Redaction sits between a full copy and a schema-only skip: the row is copied, but a chosen column’s content is not. This keeps a table’s rows intact for previewing while leaving sensitive or noisy column content out of the clone. Onumia matches column names case-insensitively and, when it redacts one, writes a safe empty, null, default, or zero value chosen to fit the column’s shape.

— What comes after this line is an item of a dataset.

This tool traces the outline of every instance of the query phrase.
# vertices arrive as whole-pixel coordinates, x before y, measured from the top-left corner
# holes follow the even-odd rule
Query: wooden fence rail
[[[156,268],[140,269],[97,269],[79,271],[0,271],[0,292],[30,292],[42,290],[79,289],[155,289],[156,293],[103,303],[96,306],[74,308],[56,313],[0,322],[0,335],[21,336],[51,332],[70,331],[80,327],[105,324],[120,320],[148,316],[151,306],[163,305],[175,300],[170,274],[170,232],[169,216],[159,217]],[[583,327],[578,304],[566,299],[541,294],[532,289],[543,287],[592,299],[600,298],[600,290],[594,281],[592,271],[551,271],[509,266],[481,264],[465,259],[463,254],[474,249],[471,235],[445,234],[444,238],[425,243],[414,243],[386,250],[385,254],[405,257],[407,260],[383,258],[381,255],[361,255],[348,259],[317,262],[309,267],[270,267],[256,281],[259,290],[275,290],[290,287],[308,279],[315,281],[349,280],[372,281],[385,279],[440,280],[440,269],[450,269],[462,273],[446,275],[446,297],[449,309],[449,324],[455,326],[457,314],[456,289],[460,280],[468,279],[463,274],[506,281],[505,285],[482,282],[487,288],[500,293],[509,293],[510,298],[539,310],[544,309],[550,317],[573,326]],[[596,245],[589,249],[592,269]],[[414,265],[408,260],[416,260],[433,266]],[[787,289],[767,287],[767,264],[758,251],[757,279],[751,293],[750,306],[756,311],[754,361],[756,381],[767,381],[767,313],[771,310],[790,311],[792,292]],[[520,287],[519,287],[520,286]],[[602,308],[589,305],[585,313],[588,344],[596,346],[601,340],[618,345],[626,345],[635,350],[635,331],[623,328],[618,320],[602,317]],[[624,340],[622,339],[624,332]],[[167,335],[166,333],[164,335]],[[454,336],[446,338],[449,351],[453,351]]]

The defaults target common log and trace columns: log, logs, log_data, log_message, debug_log, stack_trace, and trace. Extend the list for your own schema:

add_filter('onumia/database/redacted_columns', function (array $columns): array {
    $columns[] = 'api_secret';
    return $columns;
});

Guarding Sandbox Writes

Routing alone is not the whole safety story. While a sandbox is active, Onumia also guards mutating queries so that sandbox work cannot accidentally escape into live data. The guard blocks writes aimed at live-prefixed tables, writes to unscoped tables, and ambiguous mutating statements it cannot confidently attribute to the sandbox. A mutation is allowed only when it targets the selected sandbox prefix, or when Onumia itself is performing an internal control-plane operation.

Onumia also records the database mutations a sandbox makes, capturing the statement type and the target tables for each one. These records are not the isolation mechanism; they exist to support the later review and database merge workflows by giving you a trail of what changed.

What Isolation Does Not Cover

Database isolation is exactly that: isolation of your local WordPress tables. It does not make external systems sandbox-aware. If code running in a sandbox calls a third-party API, writes to an external database, enqueues a job, or sends mail, those side effects happen for real and are outside the table prefix boundary. Treat any external integration in agent code as something to review on its own terms, because Onumia cannot roll back an HTTP request the way it can a sandbox table.